だがその一人は一頭を、いや鱗一つ傷付けただけで英雄と言われる程の化け物を幾度となく討伐し、その名を世界に轟かせる。


 曰く【竜殺し】曰く【神の御使い】曰く【英雄の中の英雄】様々な二つ名と共に世界を駆け抜け、竜を討伐した一人の男、その名を『アルフレッド・カラス』

 空を飛ぶ飛竜を、海を泳ぐ水竜を、地竜を走竜を火竜を、大小問わずに狩って狩って、ある時は町を襲った竜を、ある時は森に住まう竜を、ある時は山で、海で、国中の至るところに住まう竜を殺して殺して、他国にまで名が知れ渡る頃には100を越える竜を殺した男。

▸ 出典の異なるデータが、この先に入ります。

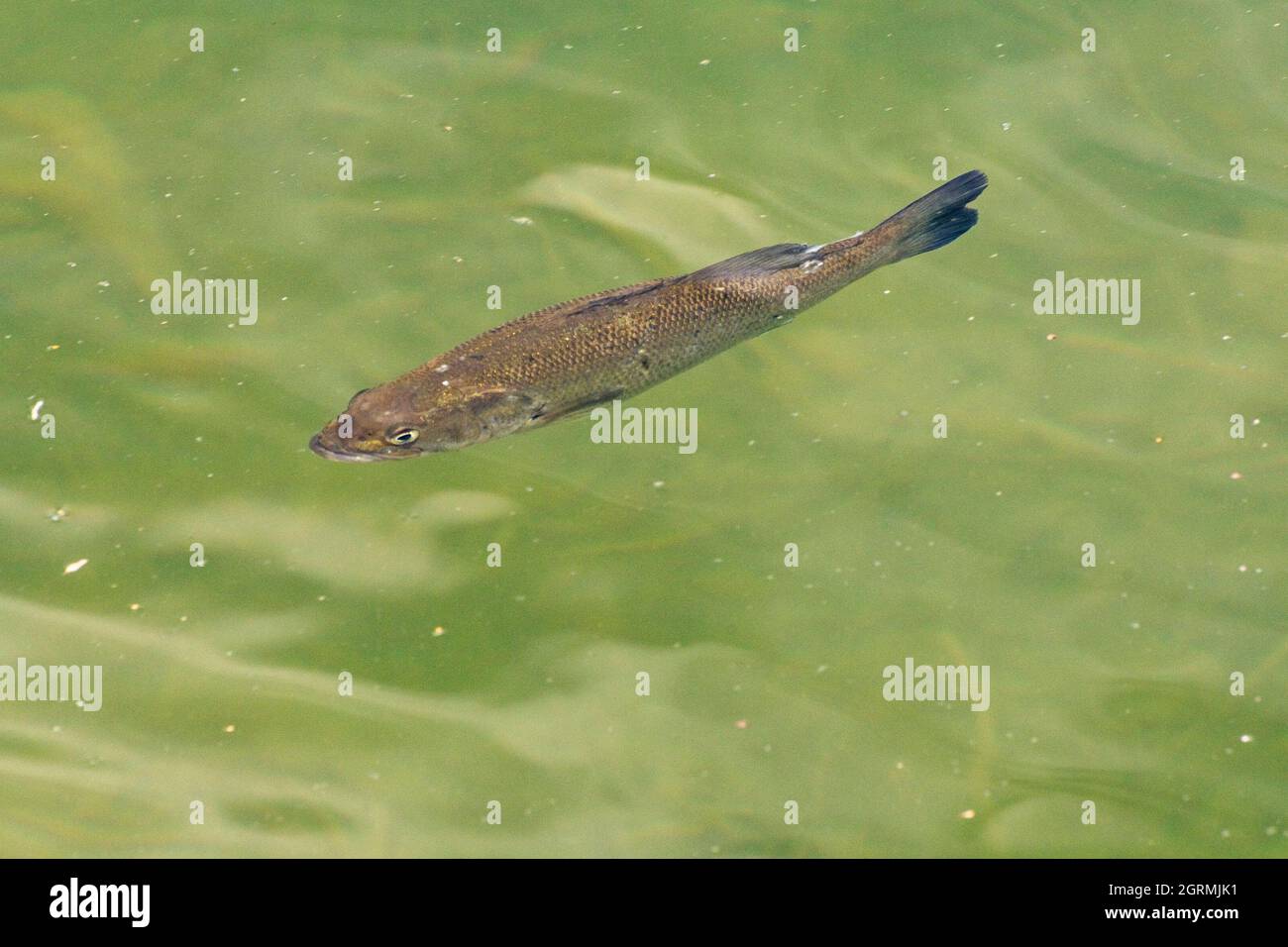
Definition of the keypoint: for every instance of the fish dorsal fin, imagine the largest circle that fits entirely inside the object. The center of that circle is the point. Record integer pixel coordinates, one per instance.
(767, 260)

目の眩むような報奨に爵位、領地、万人が想像しうる以上の物を手にした男が王命を受けて魔術戦技学院に教員として派遣される。


 そんな噂が飛び交い、それが事実であると知れ渡ると世界中が蜂の巣を突いたように騒がしくなった。

 その武技を、知識を、姿を、一目見て学ぼうと適齢の物を学院に送り出し、卒業者は学院に戻りたいと、卒業予定の者は残りたいと懇願し、老いも若きも男も女も上からしたまで諸人かその授業を受けたいと学院を目指す。


 英雄の行う初めての授業、教室には我先にと群がった生徒が犇めき合い、座れなかった者が後ろや窓際に立っていても入りきれず声だけでも聞こうと廊下にまで列を連ねる。

 自由受講とは言えここまで集まるかと言う程に集まっている、教師としても自分も見たい聞きたい受講したいと思っているため何も言えず、とうとうその時間がやってきた。


 吟遊詩人の歌なら身の丈程の大剣を背負う大男、いや双剣を巧みに操る小男、その魔法は数多の魔術師が裸足で逃げ出すとも、魔法は一切使わないとも、数多の戦いの傷で一目と見れない醜い顔、いや一目で女を落とす美丈夫とも歌われその姿形がハッキリしない。

 現れたのは中肉中背、醜くもなく美しくもなく、腰に帯びた剣は明らかな安物で着ている服も貴族に名を連ねるというのに平民の着るような刷りきれたズボンとシャツ、鎧はおろか兜すら脚絆すら身に付けていない。

町中に、それこそ市場に混じれば意識して追わない限り数分で紛れてしまいそうな、駆け出しの冒険者と言われれば納得しそうな、そんな男であった。


 だが、ある意味で納得する、ドラゴンを切り裂くどんな名剣名刀を持っているにしても日常的に身に付ける筈もない、皮鎧ならまだしも金属鎧を普段から着ているのは勤務中の騎士くらいのものだ、成り上がり者と口汚く言う輩も居るなかで貴族然とした服装は顰蹙を買いかねないし着なれた服の方が動きやすい。

 それらを防ぐ意味でもその風体は完璧ではないし憧れるような物ではないが納得はできた。